All of you who were baptized into Christ have clothed yourselves with Christ.
In an episode of the animated television series The Simpsons, Homer Simpson’s unkempt children Bart and Lisa suffer from apparent neglect. As a result, they are sent to a foster home, ending up next door, at the house of Ned Flanders. Ned is a bit socially awkward. He’s also an honest, well-meaning, evangelical Christian whose spiritual zeal sometimes goes too far. When Ned discovers that neither Bart nor Lisa were baptized, he decides they need an emergency baptism.
Alarmed at hearing this, Homer and Marge rush to the Springfield River to stop Ned. Just as Ned is about to pour holy water on Bart, Homer shoves Bart over to prevent the water from hitting him. In the process the baptismal water douses Homer.
“Wow, Dad, you took a baptism for me,” said Bart. “How do you feel?” Homer, temporarily aglow from his accidental baptism, says something sarcastic about St.
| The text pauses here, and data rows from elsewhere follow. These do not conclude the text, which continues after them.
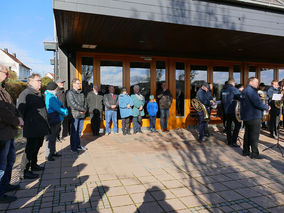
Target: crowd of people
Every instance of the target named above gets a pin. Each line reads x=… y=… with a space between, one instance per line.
x=52 y=115
x=258 y=109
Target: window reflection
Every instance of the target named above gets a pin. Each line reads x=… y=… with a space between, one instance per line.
x=111 y=74
x=180 y=88
x=237 y=74
x=220 y=76
x=266 y=75
x=140 y=75
x=87 y=74
x=198 y=75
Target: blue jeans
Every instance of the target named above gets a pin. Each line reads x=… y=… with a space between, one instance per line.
x=111 y=115
x=152 y=122
x=76 y=129
x=136 y=125
x=7 y=160
x=164 y=114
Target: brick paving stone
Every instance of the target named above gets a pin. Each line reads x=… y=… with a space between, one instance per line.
x=139 y=198
x=172 y=205
x=230 y=195
x=121 y=200
x=150 y=207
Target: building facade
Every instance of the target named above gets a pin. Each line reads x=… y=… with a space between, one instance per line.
x=180 y=42
x=13 y=63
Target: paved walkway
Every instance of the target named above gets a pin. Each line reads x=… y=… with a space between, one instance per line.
x=154 y=172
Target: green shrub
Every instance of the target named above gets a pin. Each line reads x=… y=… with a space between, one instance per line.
x=14 y=88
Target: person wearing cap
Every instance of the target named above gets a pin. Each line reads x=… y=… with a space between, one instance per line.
x=61 y=94
x=31 y=106
x=95 y=106
x=55 y=112
x=206 y=99
x=125 y=107
x=152 y=109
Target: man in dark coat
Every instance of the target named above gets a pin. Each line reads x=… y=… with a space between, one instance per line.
x=229 y=96
x=165 y=102
x=61 y=94
x=9 y=122
x=251 y=114
x=31 y=106
x=77 y=103
x=95 y=106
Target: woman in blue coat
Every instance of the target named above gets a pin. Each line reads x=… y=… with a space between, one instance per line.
x=138 y=110
x=125 y=103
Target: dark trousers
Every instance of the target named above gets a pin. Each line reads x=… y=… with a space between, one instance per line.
x=32 y=147
x=136 y=125
x=252 y=131
x=125 y=125
x=152 y=122
x=76 y=129
x=95 y=123
x=202 y=125
x=7 y=160
x=274 y=119
x=232 y=138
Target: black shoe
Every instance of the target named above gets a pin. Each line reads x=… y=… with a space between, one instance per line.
x=50 y=158
x=30 y=175
x=56 y=155
x=12 y=187
x=37 y=168
x=7 y=199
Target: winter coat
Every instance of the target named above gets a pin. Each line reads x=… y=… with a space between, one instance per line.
x=229 y=96
x=251 y=105
x=152 y=108
x=8 y=116
x=95 y=104
x=165 y=99
x=109 y=100
x=61 y=94
x=137 y=103
x=55 y=108
x=77 y=103
x=123 y=101
x=31 y=106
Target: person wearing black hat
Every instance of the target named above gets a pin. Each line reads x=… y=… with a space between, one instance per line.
x=206 y=99
x=31 y=106
x=55 y=113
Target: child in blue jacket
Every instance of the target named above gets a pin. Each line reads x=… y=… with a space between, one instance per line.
x=152 y=109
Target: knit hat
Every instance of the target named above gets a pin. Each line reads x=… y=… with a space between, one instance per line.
x=51 y=86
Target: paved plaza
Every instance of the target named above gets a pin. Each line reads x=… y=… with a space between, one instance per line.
x=154 y=172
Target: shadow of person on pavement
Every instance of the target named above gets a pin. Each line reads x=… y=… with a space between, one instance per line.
x=146 y=207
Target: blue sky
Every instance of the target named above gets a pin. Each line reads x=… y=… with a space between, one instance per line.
x=24 y=25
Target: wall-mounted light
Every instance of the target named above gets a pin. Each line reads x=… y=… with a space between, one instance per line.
x=89 y=46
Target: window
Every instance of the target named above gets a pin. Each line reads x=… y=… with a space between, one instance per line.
x=220 y=76
x=266 y=75
x=140 y=75
x=87 y=74
x=198 y=75
x=237 y=74
x=180 y=88
x=111 y=74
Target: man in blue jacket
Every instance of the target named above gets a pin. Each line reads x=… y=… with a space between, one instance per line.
x=204 y=96
x=251 y=113
x=274 y=113
x=229 y=96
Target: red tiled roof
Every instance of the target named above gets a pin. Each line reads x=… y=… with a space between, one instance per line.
x=15 y=59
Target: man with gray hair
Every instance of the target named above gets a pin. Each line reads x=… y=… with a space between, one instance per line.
x=9 y=122
x=95 y=106
x=31 y=106
x=111 y=104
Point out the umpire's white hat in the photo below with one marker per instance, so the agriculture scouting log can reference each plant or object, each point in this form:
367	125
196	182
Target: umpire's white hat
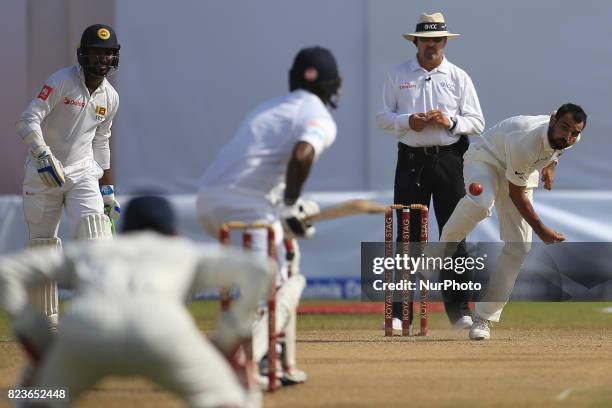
430	25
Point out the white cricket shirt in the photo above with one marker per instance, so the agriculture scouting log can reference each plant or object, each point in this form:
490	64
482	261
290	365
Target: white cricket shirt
131	267
519	146
409	89
75	125
257	156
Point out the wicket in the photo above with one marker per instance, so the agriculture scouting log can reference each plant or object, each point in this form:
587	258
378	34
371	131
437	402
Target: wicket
407	304
247	242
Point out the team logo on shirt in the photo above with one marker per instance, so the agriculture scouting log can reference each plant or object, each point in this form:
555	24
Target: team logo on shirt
100	112
448	85
74	102
45	92
408	85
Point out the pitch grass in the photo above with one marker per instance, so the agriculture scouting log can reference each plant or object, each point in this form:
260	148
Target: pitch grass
517	315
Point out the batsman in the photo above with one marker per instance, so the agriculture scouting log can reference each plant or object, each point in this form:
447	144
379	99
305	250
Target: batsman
66	129
508	161
259	176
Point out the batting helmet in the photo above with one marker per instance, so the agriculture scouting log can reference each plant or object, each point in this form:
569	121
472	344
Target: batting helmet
152	213
314	69
98	36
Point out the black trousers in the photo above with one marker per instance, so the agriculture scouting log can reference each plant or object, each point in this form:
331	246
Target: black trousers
419	175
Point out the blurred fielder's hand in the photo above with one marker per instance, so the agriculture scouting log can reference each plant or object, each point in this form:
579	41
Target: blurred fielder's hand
111	205
418	121
294	217
32	332
49	168
548	175
550	236
439	118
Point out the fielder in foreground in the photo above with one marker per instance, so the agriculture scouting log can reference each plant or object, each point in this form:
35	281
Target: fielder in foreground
128	316
507	161
259	175
67	129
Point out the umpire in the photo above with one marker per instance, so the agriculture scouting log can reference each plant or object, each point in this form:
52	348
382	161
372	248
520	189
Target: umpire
430	105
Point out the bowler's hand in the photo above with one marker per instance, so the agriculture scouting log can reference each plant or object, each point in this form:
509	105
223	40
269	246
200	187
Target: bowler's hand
439	118
418	121
548	175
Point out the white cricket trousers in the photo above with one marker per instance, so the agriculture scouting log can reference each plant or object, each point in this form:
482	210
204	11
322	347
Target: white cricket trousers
514	230
143	337
80	195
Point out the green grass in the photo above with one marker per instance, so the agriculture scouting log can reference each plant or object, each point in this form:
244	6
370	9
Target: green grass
517	315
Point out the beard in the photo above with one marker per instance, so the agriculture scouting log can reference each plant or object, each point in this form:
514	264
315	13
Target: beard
557	144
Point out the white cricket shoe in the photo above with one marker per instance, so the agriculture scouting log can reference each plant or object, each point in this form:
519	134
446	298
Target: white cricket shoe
481	329
464	322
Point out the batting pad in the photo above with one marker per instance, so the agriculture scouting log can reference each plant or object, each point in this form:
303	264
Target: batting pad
44	299
95	226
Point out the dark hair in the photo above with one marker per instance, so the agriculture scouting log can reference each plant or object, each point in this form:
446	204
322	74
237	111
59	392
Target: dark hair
578	114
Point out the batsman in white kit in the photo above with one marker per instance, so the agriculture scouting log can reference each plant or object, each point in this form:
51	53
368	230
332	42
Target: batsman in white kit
508	160
128	315
258	178
67	129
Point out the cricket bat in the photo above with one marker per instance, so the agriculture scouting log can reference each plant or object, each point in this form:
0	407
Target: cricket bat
348	208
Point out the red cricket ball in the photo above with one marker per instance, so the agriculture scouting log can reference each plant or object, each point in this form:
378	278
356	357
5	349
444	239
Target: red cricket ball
476	189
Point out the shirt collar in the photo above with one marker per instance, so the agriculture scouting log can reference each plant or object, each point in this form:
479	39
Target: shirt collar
443	68
82	76
545	142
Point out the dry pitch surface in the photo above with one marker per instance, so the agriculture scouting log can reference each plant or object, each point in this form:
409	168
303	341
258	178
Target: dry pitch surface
542	355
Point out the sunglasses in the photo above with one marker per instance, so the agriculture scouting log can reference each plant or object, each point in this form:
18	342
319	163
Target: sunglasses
434	39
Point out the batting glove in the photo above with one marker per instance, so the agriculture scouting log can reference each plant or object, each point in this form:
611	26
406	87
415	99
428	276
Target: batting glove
111	205
295	218
49	168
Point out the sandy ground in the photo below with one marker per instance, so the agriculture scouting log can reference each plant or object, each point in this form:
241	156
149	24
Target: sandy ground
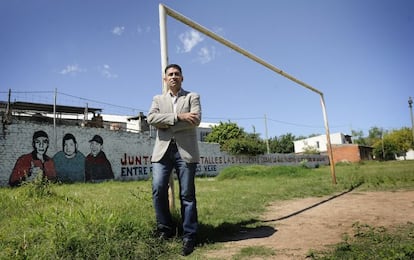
292	228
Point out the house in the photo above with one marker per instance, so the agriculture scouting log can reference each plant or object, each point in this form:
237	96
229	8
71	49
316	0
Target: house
343	149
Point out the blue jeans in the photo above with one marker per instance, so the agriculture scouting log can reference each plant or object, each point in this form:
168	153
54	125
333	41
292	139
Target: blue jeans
186	174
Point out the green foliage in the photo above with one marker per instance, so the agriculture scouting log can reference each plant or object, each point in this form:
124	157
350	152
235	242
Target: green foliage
244	146
115	220
234	140
224	132
282	144
396	142
374	243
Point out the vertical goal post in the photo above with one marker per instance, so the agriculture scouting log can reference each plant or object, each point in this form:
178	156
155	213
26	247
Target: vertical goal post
165	11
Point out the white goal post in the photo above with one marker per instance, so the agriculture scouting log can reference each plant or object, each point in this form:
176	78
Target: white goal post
164	11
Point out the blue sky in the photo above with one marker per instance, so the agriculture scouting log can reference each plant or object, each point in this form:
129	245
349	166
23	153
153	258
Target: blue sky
360	54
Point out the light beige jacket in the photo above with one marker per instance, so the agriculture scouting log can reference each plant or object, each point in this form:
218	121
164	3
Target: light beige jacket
161	115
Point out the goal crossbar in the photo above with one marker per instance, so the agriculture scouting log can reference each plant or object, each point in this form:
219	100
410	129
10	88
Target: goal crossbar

Augustine of Hippo and his conversion. Then he returns to his normal rivalry with his neighbor.
As this satirical story shows, there is nothing magical about baptism. That’s because baptism is a symbol of God’s claim on us and his Spirit’s gradual work in us. Still, knowing our baptismal identity affects us. It changes us—though not all at once—because God is faithfully at work in us. And, in his time, we “find ourselves” as God’s true sons and daughters.
Father, we are all in process. Please clothe us with your grace. Lead us by your Holy Spirit, we pray. In Jesus’ name, Amen.